The Olympics–Best at What?

Ah, the Olympic games! They evoke awe, admiration, pride. They speak of excellence and gold medals, set new records which we equate with what is best. After all how many people break an Olympic game record? Those who do have to be the best. We stop there in our analysis usually satisfying ourselves that the best means the highest humankind can achieve and we redouble our adulation for the individual who has thus broken the record. And if this person happens to be from our own country, then he or she is a peerless hero.
Yes, Olympics athletes are the best, but the best in a delineated context, one that is as human and as worldly as it gets, the best at getting the body to perform. They stretch the limit of physical prowess, but what about its counterpart, the spirit?

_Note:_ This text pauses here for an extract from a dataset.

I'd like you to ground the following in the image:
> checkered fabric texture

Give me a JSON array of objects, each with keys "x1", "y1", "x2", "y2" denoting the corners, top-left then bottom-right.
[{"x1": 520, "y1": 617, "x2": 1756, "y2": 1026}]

I know all about team spirit and all that, but the Olympics are not really about team spirit, they’re about winning, they’re about competition and how many gold medals a nation will win–things that do not strengthen one’s relationship to whatever is grander than ourselves. Spiritual realities emphasize cooperation, unity, equality. Like it or not, it does suggest that the Olympics for all their glory and their achievements do not nurture the part of us which link us to what is greater than our physical self.
Perhaps there is progress, modern Olympics can be more than physical prowess. They have become a form of international summit, a foreign policy event, if not a tool where messages are sent and diplomacy is tacitly or overtly practiced. Opening and closing ceremonies, for example, can be times when differences are put aside and some sense that we belong to one humanity is as present as it ever is. Still let’s not go too far in our hope that the Olympics will fulfill a larger spiritual purpose. The games are after all big business. Cities compete to be hosts, and spend millions of dollars for the honor, banking on tourism, publicity and prestige to eventually help bring in more than they spent. This year, NBC paid almost a billion dollars for the broadcast rights. And yet, one must hope that as they deal with a globalized world, as the issue of technological enhancements is addressed and as the human body without those extras rebecomes its natural self, meaning there will only be so far it can go, that the games will look to other criteria and stand for something besides the sheer physical feats that are now heralded.